Marvellina|What To Cook Today says
Croissant? Raspberry Ale? French Toast? The best of three worlds in one! Such a brilliant idea!
Kelly Lynns Sweets and Treats says
I love French toast and this is genius to use croissants and raspberry ale!! I didn’t even know there was such a thing! Can I come over for breakfast?!!
Kelsie | the itsy-bitsy kitchen says
I have no words. OK, I have a few: this looks SOOOOO GOOD! Croissants are just magical aren’t they? I’ve never made them into French toast, something I need to remedy as soon as I can get to the store and pick some up. Hope you’re having a wonderful weekend!
CraftBeering says
Great weekend for sure! Thank you, Kelsie!
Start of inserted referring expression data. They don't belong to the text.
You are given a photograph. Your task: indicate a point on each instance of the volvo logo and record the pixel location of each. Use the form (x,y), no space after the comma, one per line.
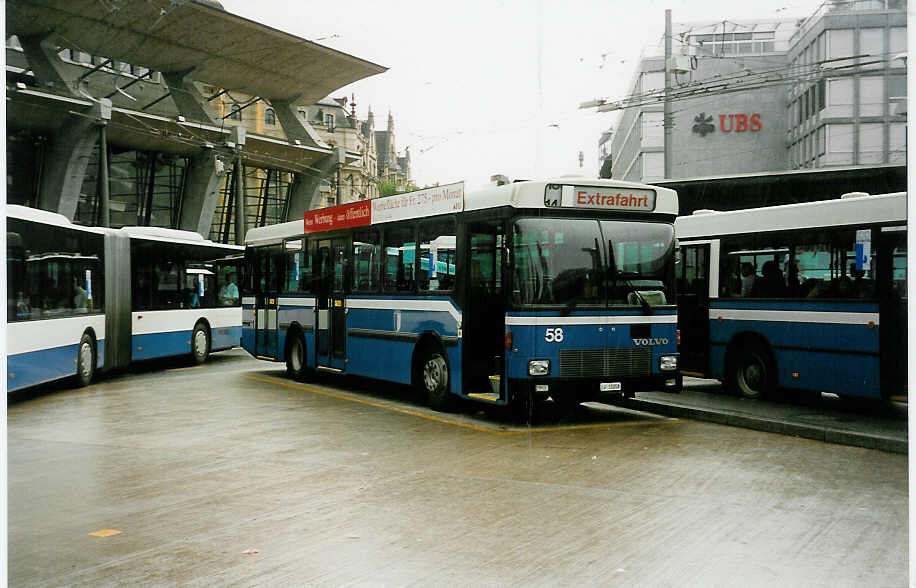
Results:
(650,342)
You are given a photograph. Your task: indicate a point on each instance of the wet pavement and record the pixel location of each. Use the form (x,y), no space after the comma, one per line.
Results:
(229,474)
(826,418)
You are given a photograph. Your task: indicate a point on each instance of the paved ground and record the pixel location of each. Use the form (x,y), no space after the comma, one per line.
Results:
(872,425)
(187,472)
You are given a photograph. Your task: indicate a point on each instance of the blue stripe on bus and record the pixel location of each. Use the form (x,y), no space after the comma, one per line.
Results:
(225,337)
(46,365)
(531,343)
(827,357)
(160,345)
(589,312)
(791,305)
(38,367)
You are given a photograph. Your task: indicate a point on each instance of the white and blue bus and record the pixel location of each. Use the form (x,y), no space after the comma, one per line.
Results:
(806,297)
(535,289)
(81,299)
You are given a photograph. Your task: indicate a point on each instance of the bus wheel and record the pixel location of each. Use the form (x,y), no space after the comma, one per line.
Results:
(200,343)
(752,372)
(434,381)
(85,361)
(295,359)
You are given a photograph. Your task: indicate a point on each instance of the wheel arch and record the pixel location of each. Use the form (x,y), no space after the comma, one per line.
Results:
(295,329)
(747,339)
(429,342)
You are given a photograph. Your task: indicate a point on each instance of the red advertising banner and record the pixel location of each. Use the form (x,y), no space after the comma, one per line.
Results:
(355,214)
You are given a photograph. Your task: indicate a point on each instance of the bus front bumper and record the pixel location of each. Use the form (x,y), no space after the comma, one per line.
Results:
(584,390)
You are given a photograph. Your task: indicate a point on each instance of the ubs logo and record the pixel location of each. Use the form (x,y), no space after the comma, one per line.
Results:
(647,342)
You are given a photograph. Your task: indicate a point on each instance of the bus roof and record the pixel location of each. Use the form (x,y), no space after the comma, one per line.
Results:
(533,194)
(46,217)
(857,210)
(565,193)
(175,236)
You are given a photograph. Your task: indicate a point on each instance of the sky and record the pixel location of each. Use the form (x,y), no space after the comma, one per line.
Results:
(484,87)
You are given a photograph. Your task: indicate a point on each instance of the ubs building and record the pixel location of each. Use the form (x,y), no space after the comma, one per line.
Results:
(769,95)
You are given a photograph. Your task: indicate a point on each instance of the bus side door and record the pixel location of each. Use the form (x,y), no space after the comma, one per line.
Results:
(268,267)
(331,342)
(693,307)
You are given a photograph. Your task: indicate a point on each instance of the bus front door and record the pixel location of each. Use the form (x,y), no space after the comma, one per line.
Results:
(693,307)
(268,268)
(332,304)
(892,321)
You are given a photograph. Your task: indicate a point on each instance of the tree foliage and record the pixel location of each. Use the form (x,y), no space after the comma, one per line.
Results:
(389,188)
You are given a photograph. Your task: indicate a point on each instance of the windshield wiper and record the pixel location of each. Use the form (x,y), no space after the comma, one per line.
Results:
(625,278)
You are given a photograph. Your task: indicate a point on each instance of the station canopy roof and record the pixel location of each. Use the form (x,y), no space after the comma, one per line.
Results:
(214,46)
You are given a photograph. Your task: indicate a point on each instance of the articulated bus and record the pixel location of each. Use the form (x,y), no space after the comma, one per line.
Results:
(807,297)
(80,299)
(557,289)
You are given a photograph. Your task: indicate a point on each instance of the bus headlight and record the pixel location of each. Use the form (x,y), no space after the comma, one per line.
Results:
(667,363)
(538,367)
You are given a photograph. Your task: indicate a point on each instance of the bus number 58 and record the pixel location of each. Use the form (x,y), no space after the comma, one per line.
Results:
(553,335)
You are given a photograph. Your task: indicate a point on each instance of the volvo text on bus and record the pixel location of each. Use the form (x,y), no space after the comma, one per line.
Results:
(559,288)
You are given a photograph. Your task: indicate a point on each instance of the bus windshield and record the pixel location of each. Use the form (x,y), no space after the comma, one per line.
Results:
(585,262)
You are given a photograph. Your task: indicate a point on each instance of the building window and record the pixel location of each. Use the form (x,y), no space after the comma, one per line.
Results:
(897,41)
(871,96)
(839,98)
(871,142)
(897,143)
(839,44)
(653,166)
(652,81)
(871,43)
(839,144)
(653,132)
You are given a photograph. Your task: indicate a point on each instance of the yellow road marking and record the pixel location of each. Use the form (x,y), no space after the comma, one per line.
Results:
(446,420)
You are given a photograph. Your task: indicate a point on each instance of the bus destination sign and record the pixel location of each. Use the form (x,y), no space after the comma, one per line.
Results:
(355,214)
(599,198)
(422,203)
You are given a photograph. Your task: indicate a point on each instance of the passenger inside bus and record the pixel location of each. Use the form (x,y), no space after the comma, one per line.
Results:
(80,299)
(229,292)
(772,284)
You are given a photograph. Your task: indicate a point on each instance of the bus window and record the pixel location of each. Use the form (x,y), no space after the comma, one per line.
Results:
(298,277)
(52,272)
(400,257)
(436,271)
(366,260)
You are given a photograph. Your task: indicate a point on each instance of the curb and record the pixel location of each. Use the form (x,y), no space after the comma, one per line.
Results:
(825,434)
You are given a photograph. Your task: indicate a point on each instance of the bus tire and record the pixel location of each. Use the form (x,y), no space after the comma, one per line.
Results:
(85,361)
(296,364)
(433,379)
(751,372)
(200,343)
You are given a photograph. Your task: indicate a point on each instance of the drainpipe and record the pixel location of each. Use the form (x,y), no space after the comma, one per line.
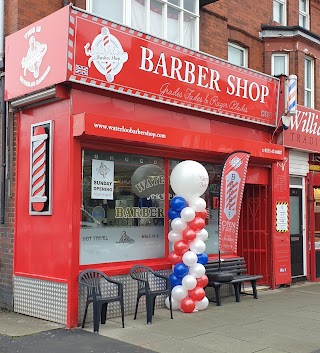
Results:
(3,117)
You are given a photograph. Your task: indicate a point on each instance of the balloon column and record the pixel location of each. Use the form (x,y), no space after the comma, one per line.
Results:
(189,180)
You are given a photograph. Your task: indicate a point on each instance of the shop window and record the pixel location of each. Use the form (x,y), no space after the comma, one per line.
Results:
(279,11)
(122,208)
(308,82)
(317,217)
(304,14)
(237,55)
(174,20)
(212,200)
(280,64)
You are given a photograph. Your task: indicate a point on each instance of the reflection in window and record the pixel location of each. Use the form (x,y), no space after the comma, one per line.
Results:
(122,208)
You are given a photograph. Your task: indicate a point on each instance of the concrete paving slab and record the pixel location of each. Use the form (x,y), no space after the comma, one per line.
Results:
(225,344)
(290,345)
(71,341)
(13,324)
(173,345)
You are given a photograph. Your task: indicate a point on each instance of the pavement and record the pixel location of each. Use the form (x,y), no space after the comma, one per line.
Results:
(285,320)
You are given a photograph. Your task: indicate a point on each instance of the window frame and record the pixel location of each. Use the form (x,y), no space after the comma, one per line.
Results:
(311,88)
(243,50)
(305,15)
(286,63)
(284,12)
(127,12)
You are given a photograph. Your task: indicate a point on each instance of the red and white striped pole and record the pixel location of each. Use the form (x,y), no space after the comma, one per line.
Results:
(38,177)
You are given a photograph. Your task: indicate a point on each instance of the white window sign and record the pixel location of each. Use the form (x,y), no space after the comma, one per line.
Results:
(102,182)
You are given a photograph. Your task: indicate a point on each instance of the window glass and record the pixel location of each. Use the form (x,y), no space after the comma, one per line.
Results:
(138,15)
(189,5)
(304,14)
(295,181)
(188,30)
(174,20)
(279,11)
(236,55)
(122,208)
(173,27)
(109,9)
(156,18)
(280,64)
(174,2)
(212,200)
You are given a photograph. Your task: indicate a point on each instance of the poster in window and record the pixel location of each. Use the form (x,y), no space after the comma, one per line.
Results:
(102,182)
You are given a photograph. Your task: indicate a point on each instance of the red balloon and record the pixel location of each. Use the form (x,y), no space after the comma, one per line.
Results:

Dawn - Girl Heart Food says
This looks so decadently delicious, you guys!! Love croisssants….cause butter, lol. Nice serving suggestions too, especially creme fraiche. Putting this on the weekend brunch menu soon! Pinned! Happy weekend, friends!
CraftBeering says
I hear you! Butter croissants are my preferred item to eat with morning coffee when at airports or grabbing quick breakfast bite at a coffee shop. French toast style does them justice!